Summary:  Where a dismissed employee brings an internal appeal, which results in their re-instatement, should they be treated as if the employment relationship had remained in existence throughout the appeal process?

Yes, says the EAT in Phoenix Academy Trust v Kilroy, available here, even if the employee made it clear when appealing that they have no intention of returning to their job whatever the outcome of the appeal.  This is a confirmation by the EAT of well established law.

Facts:  The employee, Mr Kilroy, was summarily dismissed by Phoenix Academy Trust, the employer, just before it received his resignation letter alleging constructive dismissal.  Mr Kilroy appealed against the decision, but his solicitors also wrote to the employer stating that, whatever the outcome, he wouldn’t be returning to work.  After that letter, but before the internal appeal was heard, the employee submitted a Tribunal claim for unfair dismissal.

When the internal appeal was eventually held, the employer reinstated him subject to a final written warning, requiring his return to work. The employee refused, instead continuing with his constructive unfair dismissal claim.

Tribunal decision

The Tribunal held that the employee had not affirmed his contract by invoking the appeal and that he had been unfairly (constructively) dismissed. This was, in particular, because the employee had made it clear to his employer on a number of occasions that he did not intend to return to his employment irrespective of the outcome of his appeal.

The employer appealed.

EAT decision

The EAT upheld the employer’s appeal and found that by invoking the appeal process, the employee treated the contractual relationship as continuing to exist.

The EAT also confirmed that where an employee’s internal appeal overturns their dismissal, then in law it will be as if no dismissal had ever occurred: even if the employee made it explicitly clear when submitting the appeal that they have no intention of returning to their job regardless of the outcome.

However, if breaches of the implied term of trust and confidence continue through the employer’s conduct of the appeal process, then the employee may be able to rely on the totality of the employer’s acts forming part of a series amounting to a fundamental breach of trust and confidence.

In light of the above, the case was sent back to the Tribunal for consideration of the employee’s complaints about the employer’s conduct during the internal appeal procedure.

Implications:  The essence of the decision (namely that a successful appeal cancels a  dismissal) was already well established in law but it is useful to have the EAT re-visit it for this review, especially when it involves the additional complicating factor of a constructive dismissal claim, where the Claimant actually wanted to argue the opposite.   The EAT confirmed that when an employee appeals against their dismissal, it is implicit that they are asking their employer to find that the dismissal decision was wrong and to return them to their pre-dismissal position.  The legal effect of a successful appeal against dismissal is that the earlier dismissal simply vanishes.
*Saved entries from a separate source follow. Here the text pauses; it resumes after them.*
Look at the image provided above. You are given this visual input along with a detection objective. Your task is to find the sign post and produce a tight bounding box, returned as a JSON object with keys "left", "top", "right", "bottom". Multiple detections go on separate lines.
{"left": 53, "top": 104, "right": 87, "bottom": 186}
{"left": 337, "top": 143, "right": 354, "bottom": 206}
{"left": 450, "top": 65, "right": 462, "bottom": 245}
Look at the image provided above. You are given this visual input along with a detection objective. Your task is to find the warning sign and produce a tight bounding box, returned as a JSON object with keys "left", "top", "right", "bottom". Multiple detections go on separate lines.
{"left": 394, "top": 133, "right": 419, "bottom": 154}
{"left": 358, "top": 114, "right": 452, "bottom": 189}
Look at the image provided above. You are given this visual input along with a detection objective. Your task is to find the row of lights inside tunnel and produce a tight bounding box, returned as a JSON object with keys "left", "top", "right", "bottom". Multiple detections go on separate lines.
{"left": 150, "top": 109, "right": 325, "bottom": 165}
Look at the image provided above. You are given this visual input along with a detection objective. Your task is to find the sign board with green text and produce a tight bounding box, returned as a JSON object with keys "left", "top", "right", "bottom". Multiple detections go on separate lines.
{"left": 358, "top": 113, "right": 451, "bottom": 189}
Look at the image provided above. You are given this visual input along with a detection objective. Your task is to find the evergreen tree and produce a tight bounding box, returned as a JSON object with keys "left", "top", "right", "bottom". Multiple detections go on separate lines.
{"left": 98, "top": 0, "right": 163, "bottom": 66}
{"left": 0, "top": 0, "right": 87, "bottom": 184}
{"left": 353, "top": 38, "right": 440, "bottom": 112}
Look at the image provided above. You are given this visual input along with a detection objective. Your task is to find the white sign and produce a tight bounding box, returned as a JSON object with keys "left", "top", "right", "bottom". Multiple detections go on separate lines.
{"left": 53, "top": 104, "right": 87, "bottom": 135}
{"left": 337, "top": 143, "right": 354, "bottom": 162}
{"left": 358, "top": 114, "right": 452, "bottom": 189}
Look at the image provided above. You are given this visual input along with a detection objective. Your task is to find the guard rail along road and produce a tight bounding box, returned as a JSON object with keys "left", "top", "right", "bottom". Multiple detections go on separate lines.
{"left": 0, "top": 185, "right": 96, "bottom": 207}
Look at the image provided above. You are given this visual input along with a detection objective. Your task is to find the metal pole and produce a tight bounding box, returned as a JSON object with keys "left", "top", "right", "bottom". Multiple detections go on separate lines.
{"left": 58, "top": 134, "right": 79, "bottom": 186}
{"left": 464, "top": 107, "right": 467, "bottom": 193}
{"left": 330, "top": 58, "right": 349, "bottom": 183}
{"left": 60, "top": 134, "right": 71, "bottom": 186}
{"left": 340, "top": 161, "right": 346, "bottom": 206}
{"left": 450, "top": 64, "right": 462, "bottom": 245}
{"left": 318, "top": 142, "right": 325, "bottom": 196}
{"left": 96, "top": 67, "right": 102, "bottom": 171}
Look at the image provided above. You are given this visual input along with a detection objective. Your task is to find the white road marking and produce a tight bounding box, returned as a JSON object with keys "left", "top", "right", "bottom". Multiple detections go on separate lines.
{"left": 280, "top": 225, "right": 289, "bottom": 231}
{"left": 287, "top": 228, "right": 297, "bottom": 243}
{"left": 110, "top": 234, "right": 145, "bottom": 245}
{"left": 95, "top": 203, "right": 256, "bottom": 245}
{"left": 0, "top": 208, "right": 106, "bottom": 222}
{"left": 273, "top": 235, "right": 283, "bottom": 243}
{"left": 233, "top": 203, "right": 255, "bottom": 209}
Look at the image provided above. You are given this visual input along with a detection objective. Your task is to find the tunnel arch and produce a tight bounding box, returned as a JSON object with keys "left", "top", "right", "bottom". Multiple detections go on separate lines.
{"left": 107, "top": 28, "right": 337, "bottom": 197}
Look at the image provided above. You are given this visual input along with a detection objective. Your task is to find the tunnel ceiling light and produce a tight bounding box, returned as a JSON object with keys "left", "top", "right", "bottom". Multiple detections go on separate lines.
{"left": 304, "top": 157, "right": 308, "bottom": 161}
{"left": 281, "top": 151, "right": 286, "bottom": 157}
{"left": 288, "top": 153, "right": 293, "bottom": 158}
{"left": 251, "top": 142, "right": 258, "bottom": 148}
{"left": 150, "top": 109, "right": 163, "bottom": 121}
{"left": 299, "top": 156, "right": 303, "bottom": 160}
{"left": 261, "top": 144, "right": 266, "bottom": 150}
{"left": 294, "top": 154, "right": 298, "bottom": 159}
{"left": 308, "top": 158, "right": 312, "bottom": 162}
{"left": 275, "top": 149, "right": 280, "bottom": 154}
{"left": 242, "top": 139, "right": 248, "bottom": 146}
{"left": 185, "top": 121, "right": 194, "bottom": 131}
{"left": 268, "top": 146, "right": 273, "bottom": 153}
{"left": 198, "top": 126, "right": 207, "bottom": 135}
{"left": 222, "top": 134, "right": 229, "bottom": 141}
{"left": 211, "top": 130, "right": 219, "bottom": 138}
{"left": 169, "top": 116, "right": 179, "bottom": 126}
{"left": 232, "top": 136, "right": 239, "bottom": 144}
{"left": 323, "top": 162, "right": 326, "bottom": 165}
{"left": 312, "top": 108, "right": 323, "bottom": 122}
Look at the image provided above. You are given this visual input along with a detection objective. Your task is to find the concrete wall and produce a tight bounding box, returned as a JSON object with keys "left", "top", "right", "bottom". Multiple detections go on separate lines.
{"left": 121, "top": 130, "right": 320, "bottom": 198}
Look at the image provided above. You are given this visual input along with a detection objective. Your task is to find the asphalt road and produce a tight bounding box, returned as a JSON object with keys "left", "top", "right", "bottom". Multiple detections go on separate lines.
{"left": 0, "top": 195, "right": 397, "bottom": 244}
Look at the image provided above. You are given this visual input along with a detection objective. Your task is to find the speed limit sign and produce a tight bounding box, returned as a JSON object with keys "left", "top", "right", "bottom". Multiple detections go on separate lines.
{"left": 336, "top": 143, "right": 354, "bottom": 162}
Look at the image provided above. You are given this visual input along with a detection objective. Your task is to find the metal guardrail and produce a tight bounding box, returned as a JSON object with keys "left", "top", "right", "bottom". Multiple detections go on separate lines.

The employer must treat the previous dismissal as having no effect and the employee is bound in the same way.  Accordingly, an unfair dismissal claim cannot succeed since there will not have been a dismissal. This will be the case regardless of whether the dismissal stood at the time that a claim was lodged at the Tribunal.

However, an employer does not have a clean slate when an employee has affirmed the employment contract by invoking an internal appeal. The employer remains at risk that a further act (or omission) by them may enable the employee to resign and claim constructive dismissal based on a cumulative repudiatory breach of trust and confidence.